Não é possível falar, é impossível sentir. Não é razoável esperar assimilar qualquer sensação que seja. É nossa vocação de símia imitação a razão desse defeito. Defeituosa como essa frase que passou e o que passou? A palavra defeito se traduz de muitas formas erradas.
Ah, e os bichinhos que vivem no olho da gente nos ensinam a lição desde a primeira vez que os percebemos: qualquer perseguição resultará em fuga. Treinados pela geração anterior, somos macacos astrais que repetem os truques aprendidos. Volta e meia errando, aí é bom que dá uma ilusão de veracidade.
Nenhum supermercado satisfará nossos corações, dos incapazes de compreender nossa própria caixa de miolos. O que se passa ali dentro?
Ocupamos nosso tempo fazendo algo, algum trabalho, alguma atividade. Em geral por vontade alheia, por pura razão de sobrevivência.
Não é necessário aprendermos a entender como funciona essa cabeça peluda, então apenas alguns ilustres terão essa ambição e algum mísero sucesso parcial.
Mas ah! Sorte que alguns de nós deixaram para trás uns encaroçados versos; e de vez em quando nalguns deles se molda um significado que faz tanto sentido para um pobre símio cinzento como eu. Como um biscoito da sorte, um pastel de recheio surpresa. Aquele quentume bom que vem de saber que alguém esteve por aí pensando na mesma coisa; e que pelo menos um de nós soube o que fazer com isso.

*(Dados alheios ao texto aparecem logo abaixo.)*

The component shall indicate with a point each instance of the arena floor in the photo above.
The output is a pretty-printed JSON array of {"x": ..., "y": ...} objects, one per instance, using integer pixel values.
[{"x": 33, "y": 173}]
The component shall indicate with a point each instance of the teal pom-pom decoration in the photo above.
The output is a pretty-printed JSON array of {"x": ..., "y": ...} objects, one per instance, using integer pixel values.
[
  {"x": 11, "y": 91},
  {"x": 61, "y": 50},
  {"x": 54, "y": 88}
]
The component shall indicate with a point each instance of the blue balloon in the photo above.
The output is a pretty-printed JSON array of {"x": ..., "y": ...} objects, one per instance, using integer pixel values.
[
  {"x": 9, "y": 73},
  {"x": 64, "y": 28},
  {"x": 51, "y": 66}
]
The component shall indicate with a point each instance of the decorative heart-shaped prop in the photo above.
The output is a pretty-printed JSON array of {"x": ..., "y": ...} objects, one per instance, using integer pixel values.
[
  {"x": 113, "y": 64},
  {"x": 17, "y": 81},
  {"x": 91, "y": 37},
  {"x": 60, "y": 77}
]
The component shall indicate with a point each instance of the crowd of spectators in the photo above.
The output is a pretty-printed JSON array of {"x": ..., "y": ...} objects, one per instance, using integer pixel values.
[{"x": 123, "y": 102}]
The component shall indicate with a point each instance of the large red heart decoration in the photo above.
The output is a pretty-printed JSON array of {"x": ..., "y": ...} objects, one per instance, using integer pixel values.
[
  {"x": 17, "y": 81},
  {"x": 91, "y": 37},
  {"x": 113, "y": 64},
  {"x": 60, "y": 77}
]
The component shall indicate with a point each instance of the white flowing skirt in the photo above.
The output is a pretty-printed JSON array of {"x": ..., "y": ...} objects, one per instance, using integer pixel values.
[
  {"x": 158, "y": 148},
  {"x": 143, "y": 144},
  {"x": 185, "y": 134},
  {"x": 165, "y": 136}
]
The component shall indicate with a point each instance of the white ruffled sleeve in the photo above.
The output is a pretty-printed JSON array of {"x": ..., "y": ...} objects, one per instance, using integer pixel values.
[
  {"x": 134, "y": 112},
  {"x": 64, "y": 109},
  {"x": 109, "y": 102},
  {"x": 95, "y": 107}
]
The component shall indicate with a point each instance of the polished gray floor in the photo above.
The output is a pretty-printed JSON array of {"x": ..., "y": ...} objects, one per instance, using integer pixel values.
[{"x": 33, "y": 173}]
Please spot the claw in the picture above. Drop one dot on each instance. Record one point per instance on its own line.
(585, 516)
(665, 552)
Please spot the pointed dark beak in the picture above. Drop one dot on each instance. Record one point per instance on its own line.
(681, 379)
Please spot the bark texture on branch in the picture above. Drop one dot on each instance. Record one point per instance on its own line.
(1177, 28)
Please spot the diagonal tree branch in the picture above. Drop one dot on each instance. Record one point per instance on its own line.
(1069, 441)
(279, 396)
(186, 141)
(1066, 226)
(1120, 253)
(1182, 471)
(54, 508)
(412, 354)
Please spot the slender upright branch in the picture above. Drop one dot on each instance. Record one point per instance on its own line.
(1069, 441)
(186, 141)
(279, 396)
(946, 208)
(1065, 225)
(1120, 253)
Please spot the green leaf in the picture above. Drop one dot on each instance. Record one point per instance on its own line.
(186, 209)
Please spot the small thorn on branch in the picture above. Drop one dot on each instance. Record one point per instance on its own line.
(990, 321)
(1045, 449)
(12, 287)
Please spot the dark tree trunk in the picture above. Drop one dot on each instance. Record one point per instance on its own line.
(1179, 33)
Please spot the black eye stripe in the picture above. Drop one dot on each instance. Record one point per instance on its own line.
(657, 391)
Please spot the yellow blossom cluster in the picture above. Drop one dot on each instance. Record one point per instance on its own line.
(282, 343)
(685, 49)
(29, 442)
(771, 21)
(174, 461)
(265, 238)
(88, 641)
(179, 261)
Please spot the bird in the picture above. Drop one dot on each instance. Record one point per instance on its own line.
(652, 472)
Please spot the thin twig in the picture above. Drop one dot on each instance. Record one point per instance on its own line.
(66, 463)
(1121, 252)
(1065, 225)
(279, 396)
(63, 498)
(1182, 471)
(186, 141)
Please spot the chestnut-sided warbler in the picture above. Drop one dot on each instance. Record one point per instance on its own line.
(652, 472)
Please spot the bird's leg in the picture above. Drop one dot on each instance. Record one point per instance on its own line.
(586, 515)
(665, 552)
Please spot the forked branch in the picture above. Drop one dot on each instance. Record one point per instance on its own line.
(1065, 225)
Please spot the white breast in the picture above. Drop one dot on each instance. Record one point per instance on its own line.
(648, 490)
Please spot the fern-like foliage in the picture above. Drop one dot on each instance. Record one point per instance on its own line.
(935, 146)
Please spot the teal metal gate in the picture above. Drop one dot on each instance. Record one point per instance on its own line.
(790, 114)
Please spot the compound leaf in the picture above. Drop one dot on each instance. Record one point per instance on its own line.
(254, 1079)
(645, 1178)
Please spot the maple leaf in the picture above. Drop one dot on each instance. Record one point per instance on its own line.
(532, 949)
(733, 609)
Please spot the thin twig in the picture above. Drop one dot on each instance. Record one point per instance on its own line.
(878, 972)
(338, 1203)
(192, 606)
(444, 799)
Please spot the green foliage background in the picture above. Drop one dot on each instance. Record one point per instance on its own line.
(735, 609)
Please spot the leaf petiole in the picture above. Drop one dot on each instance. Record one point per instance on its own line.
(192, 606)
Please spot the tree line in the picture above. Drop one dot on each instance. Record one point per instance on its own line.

quarta-feira, 30 de agosto de 2023

Ideal

Fica em pé, passa um cafezinho
Bota um rock pauleira na caixinha
Mas tem que ter bons graves
A vida é muito grave, gravíssima
A vida é terminal
Deguste como melhor puder
Acompanhado por um docinho, ideal


sexta-feira, 3 de março de 2023

Give me the wine you keep the bread

Não me parece muito surpresa que o sangue se assemelhe a determinadas bandeiras, símbolos e tudo o mais. O coração como um propulsor dele e um símbolo para as mais criativas bobagens que se possa imaginar. O amor, o romance, a emoção. Caldo mental e ideário para uma grande quantidade de material cultural para o bem ou para o mal.
Para alguns a bandeira nunca deve ser vermelha.
Com bastante frequência percebo como é fácil o estalar da língua, o movimento de uma boca cheia de dentes, esse movimento mecânico, se fazer arauto de frases chavões, eventualmente cheias de preconceito e mesquinhez, sem qualquer reflexão íntima acerca do que nos cerca. Íntima, sincera...
Se mão ferramenta não dá carinho, que dirá a boca ferramenta. Manipulada por vontades aquém.
Contra a vontade, esmagada entre as engrenagens apodrecidas de uma coisa grande. Não sei falar de outra forma, uma coisa grande. Digna de um terror cósmico.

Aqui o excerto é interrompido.